# Yamaha MX-A5000 Amplifier Cutting Out



## txhorns13 (Jun 2, 2014)

I am setting up a 9.2 system utilizing (9) Klipsch Speakers- (2) RF 7 II, (1) RC 64, (2) KS525, (2) KL650. (2) KL525 & (2) Velodyne VDR12. These are connected to my Yamaha CX-A5000 & Yamaha MX-A5000. I am using Blue Jean cables to connect all but the subs and the Tower and center speakers. I am using monster cables to connect those. To connect the Amp to the preamp I am using monoprice XLR cables.

If I turn the volume up to a respectable level, the amp cuts off. If I try to run the YPAO setup the amp will cut off as soon as the volume starts going up.

Does anyone have any suggestions or experienced this problem?


----------



## Wayne A. Pflughaupt (Apr 13, 2006)

Those speakers are all 8-ohm and are super-efficient, so the amp should be loafing at even the most severe volume levels.

Try disconnecting one of the speakers, then running up the volume as you have been, and see what happens.

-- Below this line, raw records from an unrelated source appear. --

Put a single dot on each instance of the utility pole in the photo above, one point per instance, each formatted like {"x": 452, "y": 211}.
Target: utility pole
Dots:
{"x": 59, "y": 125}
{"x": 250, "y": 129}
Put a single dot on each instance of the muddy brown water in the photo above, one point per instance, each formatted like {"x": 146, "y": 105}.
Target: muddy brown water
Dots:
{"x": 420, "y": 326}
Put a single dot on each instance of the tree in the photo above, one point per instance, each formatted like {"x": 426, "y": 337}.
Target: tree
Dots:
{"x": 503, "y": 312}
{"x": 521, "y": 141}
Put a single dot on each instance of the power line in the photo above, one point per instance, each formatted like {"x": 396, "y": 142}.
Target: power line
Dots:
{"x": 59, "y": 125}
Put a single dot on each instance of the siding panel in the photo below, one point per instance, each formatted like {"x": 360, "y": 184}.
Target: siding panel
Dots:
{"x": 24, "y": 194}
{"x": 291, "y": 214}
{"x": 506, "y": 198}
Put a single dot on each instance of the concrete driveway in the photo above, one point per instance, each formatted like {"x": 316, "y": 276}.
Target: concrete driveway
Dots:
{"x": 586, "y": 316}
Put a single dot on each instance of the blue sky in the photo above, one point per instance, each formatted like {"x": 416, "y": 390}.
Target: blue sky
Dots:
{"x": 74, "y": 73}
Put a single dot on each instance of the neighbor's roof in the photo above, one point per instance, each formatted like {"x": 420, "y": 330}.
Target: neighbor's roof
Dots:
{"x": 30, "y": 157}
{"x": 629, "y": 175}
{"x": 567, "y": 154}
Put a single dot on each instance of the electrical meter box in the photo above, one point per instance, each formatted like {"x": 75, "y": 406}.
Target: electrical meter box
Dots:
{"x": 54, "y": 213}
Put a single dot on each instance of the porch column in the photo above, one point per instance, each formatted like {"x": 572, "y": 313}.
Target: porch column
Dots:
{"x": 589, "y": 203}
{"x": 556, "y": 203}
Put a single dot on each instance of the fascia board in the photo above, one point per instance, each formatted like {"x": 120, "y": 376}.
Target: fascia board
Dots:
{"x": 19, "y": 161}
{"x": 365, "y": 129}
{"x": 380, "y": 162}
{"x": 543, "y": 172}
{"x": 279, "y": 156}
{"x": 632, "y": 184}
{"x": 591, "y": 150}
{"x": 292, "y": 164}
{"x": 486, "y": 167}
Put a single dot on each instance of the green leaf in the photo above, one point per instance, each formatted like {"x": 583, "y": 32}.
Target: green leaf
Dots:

Then re-connect that speaker, and disconnect another one, and repeat. The idea is to try to isolate the problem to a single speaker. If you figure out which one is, then check every cable in the signal chain of that speaker, from the speaker cable itself back to the interconnect cables between the amp and pre amp. Good chance you’ll find a loose strand in the speaker cable that’s shorting to the other terminal.

If all the cabling checks good, then check the speaker itself, using an ohm meter across the speaker terminals. It should show 8-ohms or thereabouts. 

Regards, 
Wayne


----------



## tonyvdb (Sep 5, 2007)

Also to add to what Wayne has said above make sure you are using the correct binding posts assigned to each channel.


----------



## txhorns13 (Jun 2, 2014)

Thank you Wayne. I will check everything using your suggestions and will let you know the outcome.

Michael


----------



## txhorns13 (Jun 2, 2014)

Thank you Tony. I will check the binding posts as I go through everything and will let you and Wayne know what the result is. I great appreciate the information.

Michael


----------



## jerybellsr (Nov 16, 2014)

Also to add to what Wayne has said above make sure you are using the correct binding posts assigned to each channel.


----------